- Born: 1887 Chicago
- Died: 1973 (aged 85–86)
- Occupation: Short story writer
- Writing career
- Pen name: De Lysle F. Cass
- Genre: fantasy

= De Lysle Ferrée Cass =

American novelist

De Lysle Ferrée Cass (1887-1973) was a writer of fantasy short stories.

He had at least six stories published pre-World War I in magazines from the Munsey pulp stable. These include: "Oahula the Carnivorous" (The All-Story March 1913); "Pilgrims in Love" (The All-Story Sep and Oct 1913); "The Love Caprice" (The All-Story November 1913); "Love Goes Blindly" (The All-Story Dec 1913); "The Man Who Could Not Die" (All Story March 1914 and The All-Story Mar 7, 1914); and "The White Spot" (All-Story Cavalier Weekly, Oct 24 and 31, 1914). His stories for the Munsey pulps are marked by a frank eroticism unusual for its time, together with frequent settings in Oriental climes.

==Biography==

Cass was born in Chicago on March 14, 1887. He attended Amherst College between 1908 and 1910 but left the school before graduation. He also attended Wesleyan College for one year.

He had a varied career largely as an editor and a writer. Out of college, he became associate editor for The Novelty news. There followed a long string of positions as editor or advertising representative for various trade journals, including The Office Outfitter, Towns Magazine, Boot and Shoe Recorder, Cook County Real Estate Board Quarterly, Dry Goods Guide and The Scoop.

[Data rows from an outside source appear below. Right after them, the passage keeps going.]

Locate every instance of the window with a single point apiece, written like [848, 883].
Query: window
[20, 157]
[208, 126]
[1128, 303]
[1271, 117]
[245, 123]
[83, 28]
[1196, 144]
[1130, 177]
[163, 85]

In 1913, on serialisation publication of his story "Pilgrims of Love" (a.k.a. "The Love Caprice") in All-Story Weekly, horror writer H.P. Lovecraft roundly condemned the story's frank eroticism: " "Pilgrims in Love" by De Lysle Ferrée Cass, is contemptibly disgusting, unspeakably nauseating...We do not care for subjects so near allied to vulgarity, however 'diplomatically' they may be 'handled'. Of such 'Oriental love' we may speak in the words of the lazy but ingenious schoolboy, who when asked by his tutor to describe the reign of Caligula, replied 'that the less said about it the better'. We prefer a more idealized Orient to read about: let us have 'nature to advantage drest', as in the beautiful romance of "Prince Imbecile" by C. MacLean Savage, or "The Invisible Empire" by Stephen Chalmers."

Apart from the stories published in the Munsey magazines, Cass also published the following stories and poems:"The Visitor at Selangor" (Live Stories); "The Song of the Wedding-Dress" (poem) (Snappy Stories Dec #1 1916); "The Architect of Dreams" (nv) (Young’s Magazine Aug 1919); "Journal of an Expedition Into the Midlands" (The Smart Set Aug 1923); "The Things I Learned at Smith" (humorous) (College Life Nov 1928).

In 1917, just after his pulp stories began appearing, he founded and published a newspaperman's magazine, The Deadline. A year later he joined Fairchild Publications, and later worked for Modern Publications.

In 1923 he founded Babyhood, the only infants and maternity magazine in the United States at that time. During World War II, Cass worked as an information specialist for the Office of Public Affairs in Washington. After that came a number of jobs in industry, ending with a stint in the advertising department of the Off Appliance Publishing Company from 1946 to 1958, whereupon he retired.

In addition to The Airship Boys in the Great War, or the Rescue of Bob Russell (a novel, 1915, as by De Lysle F. Cass) and the stories he did for Munsey, Cass is listed as author of numerous newspaper features beginning in 1913, unspecified material for periodicals as varied as Short Stories, College Humor, Collier's and Good Housekeeping, as well as the author of two books, The Baby Book (1941) and Waggish Tales from the Czech (1949).

===As It Is Written===
His novel As It Is Written was published by Donald M. Grant, Publisher, Inc. in 1982 under the name "Clark Ashton Smith". The manuscript for the novel was discovered in the files of The Thrill Book magazine and mistakenly believed by several Clark Ashton Smith experts to be the work of Clark Ashton Smith using Cass as a pseudonym. After the novel was published, the mistake was discovered.

==Personal life==

In 1916 he married Norma Dorgan, who had once written an effusive letter about his work to the All-Story Weekly. They had a daughter, Denny.

Cass died on March 20, 1973, aged 86.